Raymond Ayas, candidat du Parti populaire du Canada à Ahuntsic-Cartierville

Raymond Ayas, candidat du Parti populaire du Canada à Ahuntsic-Cartierville
Photo: Collaboration spéciale

Le candidat du PPC à Ahuntsic-Cartierville est un agent immobilier établi. Père de quatre enfants, il a fait le saut en politique séduit essentiellement par le programme économique de la formation politique de l’ex-député conservateur, Maxime Bernier.

S’il est difficile à définir sur le plan idéologique, M. Ayas dit se déterminer en fonction de ses nécessités politiques. «Au niveau de la liberté d’expression qui est traditionnellement une valeur de gauche, je suis de gauche. Au niveau économique je suis plutôt de centre droit, car je crois que le gouvernement a une certaine place, mais je veux qu’il y’en ait moins. Pour l’équilibre budgétaire, je suis probablement à droite.»

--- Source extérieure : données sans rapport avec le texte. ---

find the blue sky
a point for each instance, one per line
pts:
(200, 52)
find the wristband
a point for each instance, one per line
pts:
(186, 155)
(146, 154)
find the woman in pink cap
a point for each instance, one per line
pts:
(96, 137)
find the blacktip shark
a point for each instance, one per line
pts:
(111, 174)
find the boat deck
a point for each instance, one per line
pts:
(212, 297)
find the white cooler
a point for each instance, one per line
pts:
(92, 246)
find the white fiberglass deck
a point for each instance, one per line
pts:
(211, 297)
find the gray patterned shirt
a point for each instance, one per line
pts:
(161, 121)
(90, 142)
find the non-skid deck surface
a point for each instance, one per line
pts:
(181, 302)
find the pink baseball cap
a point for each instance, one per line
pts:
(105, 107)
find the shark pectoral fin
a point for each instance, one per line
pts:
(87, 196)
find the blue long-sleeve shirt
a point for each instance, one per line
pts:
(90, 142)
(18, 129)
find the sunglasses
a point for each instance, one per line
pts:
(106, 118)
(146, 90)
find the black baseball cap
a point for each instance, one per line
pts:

Il prône absolument la liberté d’entreprise associée à une réduction importante des impôts et une déréglementation tous azimuts, il refuse d’être qualifié de libertarien.

L’idée-force qui le motive le plus demeure, le retour rapide à l’équilibre budgétaire. «Les conservateurs veulent le faire dans cinq ans, cela veut dire qu’il faudrait voter pour eux deux fois. Nous nous voulons un budget équilibré dans deux ans.»

Immigration durable?

Outre l’économie, un des sujets qui tient à cœur à M. Ayas, l’immigration. Il prône une limitation de 100 000 à 150 000 nouveaux arrivants au Canada par an. «Nous voulons au moins 50% d’immigrants économiques, moi j’en voudrais 80%.»

C’est sa réponse au taux d’immigrants économiques qui rentrent au pays chaque année supposément faible.

«Nous avons 26% d’immigration économique selon les chiffres que nous avons produits», soutient-il. Cette portion s’élève en fait à 60% selon Statistiques Canada pour environ 250 000 entrées par année.

«Nous avons besoin d’un plan d’immigration durable, assure-t-il. Ceux qui viennent doivent venir pour s’intégrer et cela ce n’est pas seulement en parlant la langue française ici au Québec ou la langue anglaise ailleurs au Canada. On s’intègre par le travail.»

Actions rapides en environnement

Quand on lui parle d’environnement, M. Ayas assure qu’il n’est pas climatosceptique, toutefois il rejette les démarches défendues par tous les autres partis en matière de réduction des gaz à effet de serre (GES).

«Notre politique vise à assainir nos cours d’eau et protéger les écosystèmes. Nous allons agir sur les GES. Mais nous voulons des actions mesurables qui auront un impact immédiat.

Soutenir Chabanel

Localement, le candidat soutient le développement de Chabanel, le secteur économique clé de la circonscription qui a subi de plein fouet les délocalisations à partir des années 1990. Il souhaite en faire maintenant une destination pour les entrepreneurs, mais sans une intervention politique directe.

Lui même a déménagé ses bureaux à Chabanel récemment convaincu par la qualité des immeubles et des bureaux rénovés aux loyers imbattables à Montréal. «Il y a eu un changement de mentalité chez les propriétaires (…) ils ont revitalisé leurs immeubles.»